Socioeconomic mapping improves services in South Sudan
In September 2009 the United Nations Development Programme in conjunction with the National Bureau of Statistics (NBS) launched the Crisis Recovery Mapping Analysis project (CRMA) to provide a mechanism to build the capacity of the National Bureau of Statistics and state level ministries to collect and map data, analyse the security context and support conflict-sensitive planning.
Funded by the European Union, the data garnered from this initiative is providing Government, development partners and humanitarian organizations with a sound evidence base on socioeconomic and conflict indicators across South Sudan.

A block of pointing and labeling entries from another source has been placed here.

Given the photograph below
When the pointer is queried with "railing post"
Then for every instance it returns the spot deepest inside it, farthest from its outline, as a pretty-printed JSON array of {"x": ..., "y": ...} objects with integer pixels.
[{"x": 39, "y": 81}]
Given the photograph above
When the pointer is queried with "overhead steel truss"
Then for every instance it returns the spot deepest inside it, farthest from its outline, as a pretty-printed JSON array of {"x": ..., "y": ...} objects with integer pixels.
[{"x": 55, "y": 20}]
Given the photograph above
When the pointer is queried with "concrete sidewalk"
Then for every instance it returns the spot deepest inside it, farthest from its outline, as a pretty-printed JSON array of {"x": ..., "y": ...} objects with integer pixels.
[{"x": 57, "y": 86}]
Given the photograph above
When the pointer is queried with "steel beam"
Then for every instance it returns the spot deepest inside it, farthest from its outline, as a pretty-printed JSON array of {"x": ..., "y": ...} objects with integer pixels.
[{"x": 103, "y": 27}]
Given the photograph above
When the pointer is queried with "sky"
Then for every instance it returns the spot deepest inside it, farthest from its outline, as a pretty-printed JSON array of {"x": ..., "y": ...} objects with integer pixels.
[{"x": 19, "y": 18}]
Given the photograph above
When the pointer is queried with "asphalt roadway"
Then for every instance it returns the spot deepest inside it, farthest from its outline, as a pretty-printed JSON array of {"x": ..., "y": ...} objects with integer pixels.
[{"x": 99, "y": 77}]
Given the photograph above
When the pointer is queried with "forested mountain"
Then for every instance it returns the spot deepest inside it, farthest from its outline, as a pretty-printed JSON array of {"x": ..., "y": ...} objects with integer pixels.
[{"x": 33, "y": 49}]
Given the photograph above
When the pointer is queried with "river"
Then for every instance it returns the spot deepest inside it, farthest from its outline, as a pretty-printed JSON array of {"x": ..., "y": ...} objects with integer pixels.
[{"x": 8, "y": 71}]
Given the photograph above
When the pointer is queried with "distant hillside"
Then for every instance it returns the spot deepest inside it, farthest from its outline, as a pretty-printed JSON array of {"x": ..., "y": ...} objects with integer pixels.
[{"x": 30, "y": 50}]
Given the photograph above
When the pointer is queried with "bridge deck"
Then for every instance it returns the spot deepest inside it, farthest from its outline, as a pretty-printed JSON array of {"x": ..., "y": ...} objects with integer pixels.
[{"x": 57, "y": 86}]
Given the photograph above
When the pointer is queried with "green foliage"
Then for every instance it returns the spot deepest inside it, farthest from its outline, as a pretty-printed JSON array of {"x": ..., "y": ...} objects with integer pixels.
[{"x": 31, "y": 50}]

Having robust, credible and reliable data is enabling development stakeholders to understand the context, analyze key challenges and respond appropriately. For example, statistics tell us that a 15 year old girl in South Sudan has a higher chance of dying from pregnancy related causes than finishing school, while maternal mortality rates are greater in the states of Lakes, Western Bahr el Ghazal and Western Equatoria.
UNICEF has used the CRMA data and maps to identify locations where school renovations would have the most impact to communities. As a result, UNICEF has prioritized 34 schools for infrastructure improvements in four states; Eastern Equatoria, Northern Bahr El Ghazal, Upper Nile and Warrap. “This experience was an eye opener,” said Carlos de la Espriella, Construction Engineer, UNICEF, who is also managing the Access to Education project. “Initially, we wanted just to map the schools. But this process has opened up a whole new set of possibilities. This is a tool that can help UNICEF and the Government to establish evidence-based planning. It allows you to report in a graphical way that can help policy makers to absorb the information.”

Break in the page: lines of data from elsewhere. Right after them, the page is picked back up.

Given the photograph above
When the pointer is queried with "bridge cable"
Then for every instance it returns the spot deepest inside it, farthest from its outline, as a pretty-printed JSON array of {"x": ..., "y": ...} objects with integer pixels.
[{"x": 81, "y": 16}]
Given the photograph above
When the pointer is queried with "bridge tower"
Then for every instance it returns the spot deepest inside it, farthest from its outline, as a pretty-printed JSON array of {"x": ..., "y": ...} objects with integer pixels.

The Ministry of Water Resources and Irrigation (MoWRI) jointly with UNICEF has also used the CRMA data to examine and evaluate conflict stemming from competition over water in order to determine the appropriate location of water points. At the same time, this data has been used to support the Water Information Management Systems (WIMS), which is an integrated database that provides data and maps of the country’s WASH (Water, Sanitation and Hygiene) infrastructure to assist in development planning and decision making at all levels of the water sector.
Other stakeholders have also used the CRMA data in various contexts. The South Sudan Recovery Fund (SSRF), a UN Multi Partner Trust Fund has used the data on building police posts, boreholes and water haffirs in locations to reduce communal violence. CRMA also partnered with Population Services International (PSI) to provide maps and data identifying geographical risk areas to allow PSI to better target its malaria prevention programme in South Sudan. Similarly, the ten states used this information in developing their respective three-year strategic plans to prioritise their allocation of services and better target development projects.

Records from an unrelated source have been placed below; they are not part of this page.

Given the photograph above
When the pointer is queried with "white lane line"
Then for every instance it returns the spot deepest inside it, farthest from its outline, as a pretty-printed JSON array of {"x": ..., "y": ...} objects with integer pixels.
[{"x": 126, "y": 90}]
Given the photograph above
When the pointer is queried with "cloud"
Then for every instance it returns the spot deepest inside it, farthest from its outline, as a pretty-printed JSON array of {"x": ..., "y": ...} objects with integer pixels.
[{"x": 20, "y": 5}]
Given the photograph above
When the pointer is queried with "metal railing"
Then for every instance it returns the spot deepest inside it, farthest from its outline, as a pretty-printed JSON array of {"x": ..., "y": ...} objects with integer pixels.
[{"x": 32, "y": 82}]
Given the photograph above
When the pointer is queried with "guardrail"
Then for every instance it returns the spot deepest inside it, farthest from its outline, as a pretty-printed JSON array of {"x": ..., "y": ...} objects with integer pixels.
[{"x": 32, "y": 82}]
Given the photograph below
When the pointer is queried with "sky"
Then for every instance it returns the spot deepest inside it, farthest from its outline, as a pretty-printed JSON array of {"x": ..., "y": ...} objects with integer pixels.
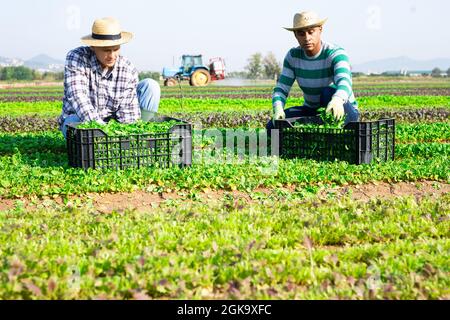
[{"x": 232, "y": 29}]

The project is also supporting improved coordination amongst stakeholders through the Information Management Working Group (IMWG), which brings together more than thirty institutions, including UN agencies, Government institutions and NGOs to share information, set standards for data use and ensure development partners are using the same data. With a common baseline, stakeholders can better coordinate development efforts and ensure that all of us are effectively working together towards the common goals.